Pour Étienne, la désobéissance est fondamentale : « Moi je crois à la désobéissance civile. Une grande partie de l’avancement de la loi passe par la désobéissance civile, qui n’a rien à voir avec la violence. Si on veut parler de violence, l’État et les compagnies exercent une violence très pernicieuse et subtile, constamment », rappelle-t-il. Une partie de cette violence s’incarne d’ailleurs dans la répression des militantes par le droit, notamment à la suite de gestes de désobéissances. Tant l’actualité que les propos des militantes semblent indiquer que devant les graves problèmes environnementaux de notre époque, de nombreuses citoyennes considèrent les actions de désobéissance civile comme légitimes. Comme nous l’ont appris nos participantes, il arrive également que certaines juges traitent les désobéisseuses du mouvement vert avec certains égards, reconnaissant la légitimité de la cause et du geste. Il est intéressant de se demander comment l’État et le droit composeront avec la multiplication de ces gestes dans un contexte d’urgence climatique de plus en plus reconnue par l’opinion publique. Selon Jurgen Habermas, la désobéissance civile devrait être envisagée différemment, et potentiellement être admise comme une composante normale

146 de la culture politique d’une communauté démocratique346. Il souligne qu’un État de droit démocratique « ne demeurerait pas identique à lui-même s’il ne faisait pas ressortir qu’il voit ici dans le contrevenant à la règle un gardien potentiel de sa légitimité »347.
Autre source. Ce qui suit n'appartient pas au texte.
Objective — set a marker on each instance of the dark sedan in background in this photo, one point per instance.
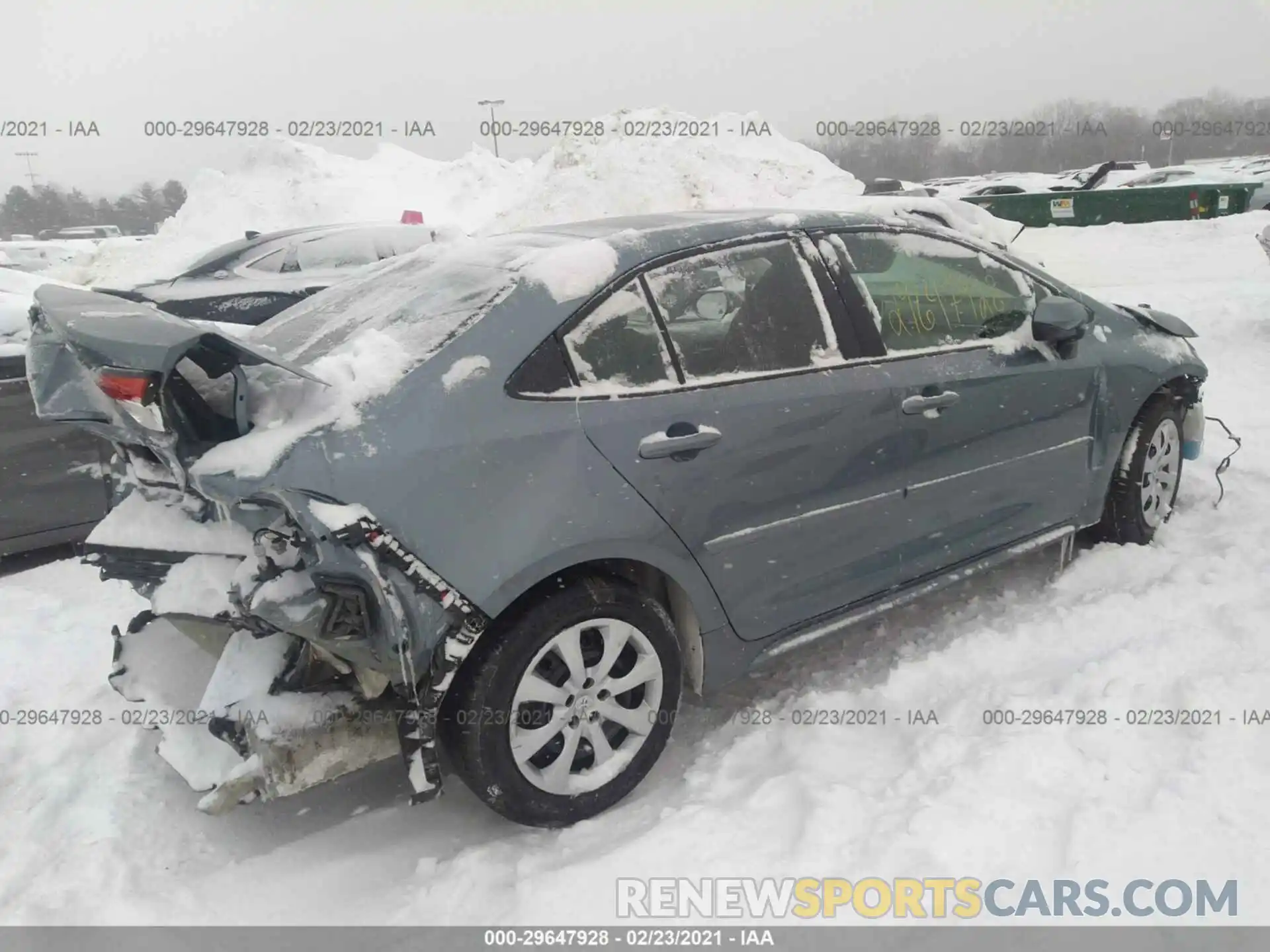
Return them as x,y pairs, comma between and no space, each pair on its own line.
262,274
Le fait que la désobéissance entraine des coûts importants pour les accusées soulève une autre considération. La défense engendre des frais d’avocates importants et les condamnations comportent souvent une dimension financière pour l’individu, qui doit dédier un temps non-rémunéré à des travaux communautaires ou délier les cordons de sa bourse pour payer une amende. Là où l’action bénéficie au mouvement et à la collectivité, les conséquences demeurent individuelles. La solidarité se manifeste souvent, mais ne suffit pas à soutenir les désobéisseuses. Quelques-unes de nos informatrices ont évoqué l’idée d’un fonds de défense commun disponible pour appuyer ce genre de frais, répartissant les coûts de la judiciarisation entre les différents groupes du mouvement vert. Nous retenons ici le commentaire d’Ophélie, qui n’a jamais fait de désobéissance civile, mais apprécie grandement la nature et la portée de ces actions. Elle réfléchit au rôle de soutien que les militantes et groupes environnementaux mieux nantis comme celui dans lequel elle s’implique pourraient assurer auprès des personnes judiciarisées :

Je trouve ça difficile parce que pour [mon organisation] c’est comme si ça n’existe pas, on n’en parle pas, alors que dans la stratégie on les soutient, on se dit as-tu vu la dernière action!? et on est contents. Alors que ce sont des personnes qui s’exposent, qui deviennent très vulnérables, s’exposent à plein de conséquences et ne sont pas toujours bien vues du public. Il y a des militants qui se rendent vulnérables pour le bien d’une plus grande cause, et on n’est pas là pour les soutenir. Il y a comme un travail critique à faire, au niveau personnel et organisationnel. C’est facile de se laver les mains et de dire qu’on n’a pas le droit d’appuyer les actions de désobéissance civile, mais rien n’empêche qu’on pourrait, je ne sais pas, payer les services d’avocats, n’importe quoi.